The new voice work is done well, giving the characters some personality while working alongside the animations fluidly. Disappointed with the lack of subtitles though, which is especially annoying if you miss what is being said when characters decide to start a scripted sequence without you knowing. I like to explore and dislike it when I turn around to find that John has walked off somewhere and is talking to thin air. I feel there should have been sooner cues as to when one is to occur or perhaps wait until every character reaches a specific spot where it’s likely you won’t wander off too far.

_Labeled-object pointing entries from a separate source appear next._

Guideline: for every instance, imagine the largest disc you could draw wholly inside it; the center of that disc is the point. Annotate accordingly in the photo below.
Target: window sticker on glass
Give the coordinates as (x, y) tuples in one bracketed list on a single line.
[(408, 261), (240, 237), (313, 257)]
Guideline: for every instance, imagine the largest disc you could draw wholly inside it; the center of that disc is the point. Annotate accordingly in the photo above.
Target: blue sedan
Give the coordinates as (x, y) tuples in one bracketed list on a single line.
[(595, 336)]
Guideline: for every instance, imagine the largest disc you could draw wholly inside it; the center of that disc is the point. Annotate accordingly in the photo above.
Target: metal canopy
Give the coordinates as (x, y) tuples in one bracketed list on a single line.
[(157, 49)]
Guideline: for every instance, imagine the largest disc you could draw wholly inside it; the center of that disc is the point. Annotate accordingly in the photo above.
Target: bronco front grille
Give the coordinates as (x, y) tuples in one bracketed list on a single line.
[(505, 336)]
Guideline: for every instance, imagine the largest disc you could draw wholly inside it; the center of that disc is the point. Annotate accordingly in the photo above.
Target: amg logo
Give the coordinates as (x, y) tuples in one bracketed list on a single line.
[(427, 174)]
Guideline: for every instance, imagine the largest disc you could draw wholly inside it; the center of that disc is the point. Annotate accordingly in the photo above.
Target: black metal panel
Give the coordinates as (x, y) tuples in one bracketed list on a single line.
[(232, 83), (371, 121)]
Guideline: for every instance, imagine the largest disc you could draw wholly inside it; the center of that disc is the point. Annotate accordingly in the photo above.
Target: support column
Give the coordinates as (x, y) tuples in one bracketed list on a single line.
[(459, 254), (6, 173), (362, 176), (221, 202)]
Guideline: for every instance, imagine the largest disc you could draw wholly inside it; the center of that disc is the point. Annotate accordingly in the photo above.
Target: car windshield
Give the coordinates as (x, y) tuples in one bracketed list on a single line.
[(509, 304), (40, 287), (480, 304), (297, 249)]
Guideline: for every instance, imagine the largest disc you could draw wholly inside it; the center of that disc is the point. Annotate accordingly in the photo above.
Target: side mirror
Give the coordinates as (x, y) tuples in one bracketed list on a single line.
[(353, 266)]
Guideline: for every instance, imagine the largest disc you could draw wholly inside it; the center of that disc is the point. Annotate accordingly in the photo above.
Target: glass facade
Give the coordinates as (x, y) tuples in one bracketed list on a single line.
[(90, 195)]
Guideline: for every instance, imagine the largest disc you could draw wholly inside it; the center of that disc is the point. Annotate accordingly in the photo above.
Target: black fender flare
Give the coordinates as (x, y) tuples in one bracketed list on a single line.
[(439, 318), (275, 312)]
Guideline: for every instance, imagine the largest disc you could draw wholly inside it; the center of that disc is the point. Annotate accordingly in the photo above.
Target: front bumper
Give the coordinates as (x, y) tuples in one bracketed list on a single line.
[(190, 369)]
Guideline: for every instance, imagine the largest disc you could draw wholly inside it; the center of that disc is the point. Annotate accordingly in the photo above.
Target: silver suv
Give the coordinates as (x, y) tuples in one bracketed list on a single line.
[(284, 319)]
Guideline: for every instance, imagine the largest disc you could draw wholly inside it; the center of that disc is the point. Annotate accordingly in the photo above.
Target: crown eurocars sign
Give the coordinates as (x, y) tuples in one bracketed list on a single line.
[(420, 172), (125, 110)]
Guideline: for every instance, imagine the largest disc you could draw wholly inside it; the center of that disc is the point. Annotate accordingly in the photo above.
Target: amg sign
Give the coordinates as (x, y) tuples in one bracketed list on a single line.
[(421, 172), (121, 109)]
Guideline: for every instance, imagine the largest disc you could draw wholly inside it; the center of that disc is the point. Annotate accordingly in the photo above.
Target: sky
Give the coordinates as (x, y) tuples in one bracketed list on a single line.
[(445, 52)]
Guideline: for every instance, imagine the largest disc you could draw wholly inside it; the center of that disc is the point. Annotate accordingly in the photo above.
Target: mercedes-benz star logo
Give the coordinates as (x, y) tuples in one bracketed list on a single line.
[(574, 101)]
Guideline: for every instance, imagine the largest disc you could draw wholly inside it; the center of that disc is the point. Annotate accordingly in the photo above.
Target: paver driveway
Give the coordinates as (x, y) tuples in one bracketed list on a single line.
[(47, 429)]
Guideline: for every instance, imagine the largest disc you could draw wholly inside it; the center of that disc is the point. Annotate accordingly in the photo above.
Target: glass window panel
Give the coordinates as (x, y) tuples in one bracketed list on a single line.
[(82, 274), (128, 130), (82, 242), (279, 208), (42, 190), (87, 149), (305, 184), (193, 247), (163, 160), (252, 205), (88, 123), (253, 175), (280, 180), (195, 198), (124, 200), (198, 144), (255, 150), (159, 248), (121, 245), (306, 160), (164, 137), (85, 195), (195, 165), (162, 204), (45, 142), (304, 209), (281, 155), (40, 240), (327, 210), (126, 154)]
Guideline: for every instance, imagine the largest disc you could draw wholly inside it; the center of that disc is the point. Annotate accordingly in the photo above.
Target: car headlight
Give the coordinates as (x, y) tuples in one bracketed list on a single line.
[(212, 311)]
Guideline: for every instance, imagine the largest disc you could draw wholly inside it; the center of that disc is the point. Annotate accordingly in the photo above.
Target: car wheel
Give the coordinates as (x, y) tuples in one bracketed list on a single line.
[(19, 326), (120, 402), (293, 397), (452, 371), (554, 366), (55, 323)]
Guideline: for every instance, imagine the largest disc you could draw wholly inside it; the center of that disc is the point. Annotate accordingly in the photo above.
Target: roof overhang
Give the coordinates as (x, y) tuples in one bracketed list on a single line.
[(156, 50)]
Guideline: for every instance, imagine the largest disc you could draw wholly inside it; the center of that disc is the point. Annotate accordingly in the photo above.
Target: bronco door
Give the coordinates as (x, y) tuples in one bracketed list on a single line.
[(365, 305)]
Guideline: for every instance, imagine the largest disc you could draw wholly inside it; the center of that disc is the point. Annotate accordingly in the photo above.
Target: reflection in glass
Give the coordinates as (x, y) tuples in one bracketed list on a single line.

Visuals throughout the mod can look very nice which consist of a small variety of locations from towns, sewers, the subway and a journey through the woodlands. Each location is detailed enough to make them feel like real places with just the right amount of details going for them, and avoid looking bland. The sewer section has a good ambience going for it too with the colour scheme comeing across as dark, gritty and damp. Some cosmetic changes made to the zombies also ensures a much wider variety of different clothing to avoid repetition found in the default texture and gives a better sense who the victims are. Lighting as a whole comes across as dark, even with the ingame gamma maxed out, forcing me to rely on the flashlight a lot of the time. One advantage is the unlimited battery, but you can only use the flashlight when carrying certain weapons with one attached. Because of this, I avoided using most of the other weapons because I could barely see what I was trying to aim at in many locations.
Levels can be rather confusing at times, with a lack of focus and clear progression. Towns are large and can be navigated thoroughly, but this will lead to a lot of pointless wandering around and can be unclear as to which direction you should have been heading in. One occasion in the second chapter with an odd design decision, you needed to find John a spanner to unlock the front door despite having a perfectly good crowbar in hand and felt like pointless padding. Another example is the level set within a dark manor, you’re expected to find keys to unlock specific doors. The first problem is that these keys were very difficult to spot, and the second is that you need to try out every door to find out which one it unlocks. Everytime. In some levels, you need to rid a large area of enemies before you can proceed, having to find that one enemy that got themselve’s lost. There were also two occasions where the framerate would drop enough to make it unbearable to fight against the large amount of enemies, especially true during the final conflict forcing me to wait it out on the road while enemies come to me instead. Both occasions taking place in the large, foggy town levels.
I have many love and hate issues with 1187, while I mostly enjoyed the progression between locations, characters and how they present a Half Life 2 prequel, it tends to fall flat on the lack of direction, lack of polish, odd decisions and other issues presented in the review.